Literal-Minded

Linguistic commentary from a guy who takes things too literally

Anaphoric Epithets Gone Wrong

Posted by Neal on August 1, 2005

Last year, voters in Columbus approved a ban on indoor smoking in public places. Today, an article in the Columbus Dispatch talks about the economic effects the ban has had on bars, including the fact that a number of bars are building patios for smokers. For example,

Dillinger’s sometimes hands out fliers at Broad and High streets reminding people [that] the restaurant on the 16th floor of the LeVeque Tower has a patio just for smokers.

When I read this, I had to ask myself, “Exactly why is this Dillinger’s establishment going to so much trouble to advertise some restaurant on the 16th floor of the LeVeque Tower?” After a few seconds, the sheer weight of the pragmatics forced me to conclude that the relationship between Dillinger’s and the 16th floor restaurant was, in fact, the identity relationship. Dillinger’s and the restaurant must be one and the same.

Yeah, I figured it out, no thanks to the writers and editors of the story. Suppose I said something like this:

I saw Tom, and told him he couldn’t smoke indoors.

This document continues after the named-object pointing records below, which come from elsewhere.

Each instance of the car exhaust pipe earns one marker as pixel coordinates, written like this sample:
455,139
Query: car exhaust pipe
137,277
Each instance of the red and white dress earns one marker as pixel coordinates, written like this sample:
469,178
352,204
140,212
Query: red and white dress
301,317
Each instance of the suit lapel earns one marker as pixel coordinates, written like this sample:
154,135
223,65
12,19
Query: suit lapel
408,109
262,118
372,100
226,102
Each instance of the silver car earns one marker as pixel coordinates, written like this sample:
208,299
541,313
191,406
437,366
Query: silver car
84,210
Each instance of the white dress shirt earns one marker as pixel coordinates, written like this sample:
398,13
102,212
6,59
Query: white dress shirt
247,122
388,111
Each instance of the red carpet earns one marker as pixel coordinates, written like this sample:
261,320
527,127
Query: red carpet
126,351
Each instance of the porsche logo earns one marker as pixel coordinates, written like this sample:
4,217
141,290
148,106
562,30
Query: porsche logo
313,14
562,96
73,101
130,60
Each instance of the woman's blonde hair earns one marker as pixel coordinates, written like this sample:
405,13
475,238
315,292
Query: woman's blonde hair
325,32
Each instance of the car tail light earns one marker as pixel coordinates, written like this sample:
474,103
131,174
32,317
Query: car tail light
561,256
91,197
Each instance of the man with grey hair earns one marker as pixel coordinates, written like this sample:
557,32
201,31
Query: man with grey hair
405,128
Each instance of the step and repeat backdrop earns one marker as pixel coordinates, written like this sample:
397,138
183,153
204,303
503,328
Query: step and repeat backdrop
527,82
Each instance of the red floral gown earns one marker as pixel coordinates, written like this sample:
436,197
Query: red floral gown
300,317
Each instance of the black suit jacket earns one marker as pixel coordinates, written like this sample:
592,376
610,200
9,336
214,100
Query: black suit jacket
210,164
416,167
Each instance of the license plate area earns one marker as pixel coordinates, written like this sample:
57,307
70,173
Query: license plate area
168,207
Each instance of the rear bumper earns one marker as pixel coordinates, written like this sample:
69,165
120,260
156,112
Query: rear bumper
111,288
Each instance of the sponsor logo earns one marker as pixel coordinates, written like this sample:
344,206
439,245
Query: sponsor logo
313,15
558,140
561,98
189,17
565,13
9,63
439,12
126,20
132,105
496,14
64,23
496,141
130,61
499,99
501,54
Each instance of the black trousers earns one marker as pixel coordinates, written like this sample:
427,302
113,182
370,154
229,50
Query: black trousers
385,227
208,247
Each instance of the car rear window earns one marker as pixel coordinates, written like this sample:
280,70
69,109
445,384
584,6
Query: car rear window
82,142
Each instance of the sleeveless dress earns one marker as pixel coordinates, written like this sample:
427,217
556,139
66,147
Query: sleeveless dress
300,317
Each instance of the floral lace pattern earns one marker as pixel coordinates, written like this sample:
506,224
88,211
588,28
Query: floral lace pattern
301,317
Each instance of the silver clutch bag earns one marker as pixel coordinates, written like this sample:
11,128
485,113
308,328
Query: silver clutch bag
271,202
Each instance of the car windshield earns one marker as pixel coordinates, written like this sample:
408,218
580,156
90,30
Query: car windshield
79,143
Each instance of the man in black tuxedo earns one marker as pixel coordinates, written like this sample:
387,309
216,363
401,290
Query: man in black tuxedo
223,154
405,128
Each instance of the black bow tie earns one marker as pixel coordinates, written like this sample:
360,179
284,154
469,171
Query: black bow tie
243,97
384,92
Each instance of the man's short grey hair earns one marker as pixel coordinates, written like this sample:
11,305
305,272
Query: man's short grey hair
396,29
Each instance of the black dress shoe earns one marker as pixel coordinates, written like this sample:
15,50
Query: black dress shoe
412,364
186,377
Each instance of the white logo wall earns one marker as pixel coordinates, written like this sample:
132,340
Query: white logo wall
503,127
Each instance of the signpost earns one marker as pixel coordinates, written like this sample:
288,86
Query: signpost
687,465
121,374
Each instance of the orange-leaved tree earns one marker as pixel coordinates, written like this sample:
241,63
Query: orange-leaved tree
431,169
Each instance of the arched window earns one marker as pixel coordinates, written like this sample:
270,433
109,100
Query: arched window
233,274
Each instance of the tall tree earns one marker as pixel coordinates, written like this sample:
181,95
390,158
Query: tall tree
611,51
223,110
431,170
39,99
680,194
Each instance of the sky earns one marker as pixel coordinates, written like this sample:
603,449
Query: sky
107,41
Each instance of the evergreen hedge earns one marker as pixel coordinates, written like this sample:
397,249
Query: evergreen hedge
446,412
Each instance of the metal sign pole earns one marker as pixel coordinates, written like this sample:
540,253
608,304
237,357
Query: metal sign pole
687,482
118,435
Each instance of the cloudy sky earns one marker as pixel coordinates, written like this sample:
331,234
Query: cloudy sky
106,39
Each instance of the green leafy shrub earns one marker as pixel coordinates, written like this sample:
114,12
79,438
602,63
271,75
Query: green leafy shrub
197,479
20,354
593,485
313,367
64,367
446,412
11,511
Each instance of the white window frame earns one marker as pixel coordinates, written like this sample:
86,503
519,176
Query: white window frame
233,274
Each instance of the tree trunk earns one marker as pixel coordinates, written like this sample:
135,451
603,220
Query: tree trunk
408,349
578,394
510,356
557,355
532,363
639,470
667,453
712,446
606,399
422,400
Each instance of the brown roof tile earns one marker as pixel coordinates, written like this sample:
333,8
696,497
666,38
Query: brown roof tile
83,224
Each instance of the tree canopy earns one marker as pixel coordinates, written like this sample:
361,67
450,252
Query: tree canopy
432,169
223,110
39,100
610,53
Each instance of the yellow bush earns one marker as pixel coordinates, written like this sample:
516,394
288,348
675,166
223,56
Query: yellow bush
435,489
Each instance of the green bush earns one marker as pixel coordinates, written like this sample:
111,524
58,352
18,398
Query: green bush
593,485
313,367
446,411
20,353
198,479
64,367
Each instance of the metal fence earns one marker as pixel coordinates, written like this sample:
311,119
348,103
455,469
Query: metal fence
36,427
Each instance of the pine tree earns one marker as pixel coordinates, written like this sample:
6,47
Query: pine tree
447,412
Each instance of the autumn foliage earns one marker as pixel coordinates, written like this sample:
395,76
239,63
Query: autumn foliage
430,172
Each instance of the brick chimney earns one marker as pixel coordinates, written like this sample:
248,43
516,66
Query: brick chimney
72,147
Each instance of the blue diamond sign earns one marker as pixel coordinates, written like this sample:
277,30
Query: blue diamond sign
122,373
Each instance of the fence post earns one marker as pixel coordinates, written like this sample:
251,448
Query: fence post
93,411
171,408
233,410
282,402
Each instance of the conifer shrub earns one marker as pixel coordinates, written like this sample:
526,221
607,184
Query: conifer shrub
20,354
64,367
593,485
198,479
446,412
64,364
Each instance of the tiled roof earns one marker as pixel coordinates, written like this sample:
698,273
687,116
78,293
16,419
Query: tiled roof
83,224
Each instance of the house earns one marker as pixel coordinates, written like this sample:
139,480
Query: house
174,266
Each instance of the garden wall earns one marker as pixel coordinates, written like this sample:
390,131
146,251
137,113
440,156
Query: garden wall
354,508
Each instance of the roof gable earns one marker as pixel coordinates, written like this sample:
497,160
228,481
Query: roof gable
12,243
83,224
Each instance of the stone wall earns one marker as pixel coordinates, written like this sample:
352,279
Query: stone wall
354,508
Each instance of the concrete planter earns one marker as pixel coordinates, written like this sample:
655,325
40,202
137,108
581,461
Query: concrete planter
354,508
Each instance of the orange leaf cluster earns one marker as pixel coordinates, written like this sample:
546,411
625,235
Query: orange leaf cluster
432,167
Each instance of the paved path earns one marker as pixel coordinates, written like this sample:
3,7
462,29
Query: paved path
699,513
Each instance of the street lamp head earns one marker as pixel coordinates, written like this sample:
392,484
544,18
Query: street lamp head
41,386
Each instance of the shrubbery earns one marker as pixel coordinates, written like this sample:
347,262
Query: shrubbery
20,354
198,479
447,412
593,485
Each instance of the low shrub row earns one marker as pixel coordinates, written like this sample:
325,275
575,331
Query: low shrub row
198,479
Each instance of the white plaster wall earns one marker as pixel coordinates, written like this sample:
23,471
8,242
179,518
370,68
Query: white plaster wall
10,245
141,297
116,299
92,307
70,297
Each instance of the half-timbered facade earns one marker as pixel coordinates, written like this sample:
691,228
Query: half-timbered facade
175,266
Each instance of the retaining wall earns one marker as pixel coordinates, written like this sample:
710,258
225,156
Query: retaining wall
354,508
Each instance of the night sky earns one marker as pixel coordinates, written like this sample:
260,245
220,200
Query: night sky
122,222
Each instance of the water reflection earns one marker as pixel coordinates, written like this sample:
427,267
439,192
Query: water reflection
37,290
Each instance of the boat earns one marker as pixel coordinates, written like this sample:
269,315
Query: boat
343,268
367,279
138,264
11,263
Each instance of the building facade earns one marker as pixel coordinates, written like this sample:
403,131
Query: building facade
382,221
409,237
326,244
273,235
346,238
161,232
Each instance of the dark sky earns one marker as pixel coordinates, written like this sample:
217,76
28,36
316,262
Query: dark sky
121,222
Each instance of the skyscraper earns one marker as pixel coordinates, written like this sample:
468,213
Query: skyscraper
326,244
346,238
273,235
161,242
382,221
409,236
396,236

The personal pronoun him can refer back to Tom with no problem at all; as syntacticians put it, him is anaphoric. (As opposed to deictic, which is what him would be if it referred to someone other than Tom.) Now suppose I said something like,

I saw Tom, and told the bastard he couldn’t smoke indoors.

Now the bastard is working just like the pronoun him did last time, anaphorically referring to Tom. This kind of usage of a definite description is known as an anaphoric epithet (though I just tend to think of it as “bastard anaphora,” since the bastard is by far the example of choice in syntactic papers, and it fits in so well with donkey anaphora and booger anaphora). [Update: The booger anaphora link is dead. Rosanne of the now-defunct X-Bar blog coined the term to refer to the it in sentences such as He picked his nose and at it.]

But anaphoric epithets and anaphoric pronouns don’t always behave the same way. For example, in the following pair of sentences, he can still refer to Tom, but the bastard can only refer to someone else.

Tom said he was going out for a smoke.
Tom said the bastard was going out for a smoke.

I had a hard time equating Dillinger’s with the 16th floor restaurant for the same reason that Tom can’t be the bastard in that last example sentence: Anaphoric epithets just don’t work that way. I think the writers were looking for a place to squeeze in the identifying information for Dillinger’s for the readers who’d never heard of it, and made a bad choice.

4 Responses to “Anaphoric Epithets Gone Wrong”

  1. Russell said

    I agree – it’s work-outable, but it takes a couple of readings. Bad for a newspaper column.

    Then again, they use this all the time for intersententially to get maximal information load. E.g., “Bistro Jack has recently decided to… . The 16th-floor restaurant was unable to ….”

  2. Neal said

    Yeah, anaphoric epithets do work in examples like yours. Just try it with our canonical ‘the bastard’: ‘Tom has decided to…. The bastard was unable to….’ But they still don’t work in the example I was highlighting.

  3. Julian said

    It would’ve been solved by setting off the “on the 16th…tower” part with commas, or maybe “…,which is on the…tower,”

    And it’s more than a little depressing to see that even a a passing mention of an outside patio to accomodate smokers in a post on another topic is enough to provoke a rant from some pathetic bluenose.–>

  4. All they need to do is change ‘the’ to ‘their’. Perhaps it was simply a typo. Works in BrE, but perhaps Dillinger’s has to be ‘it’ in AmE.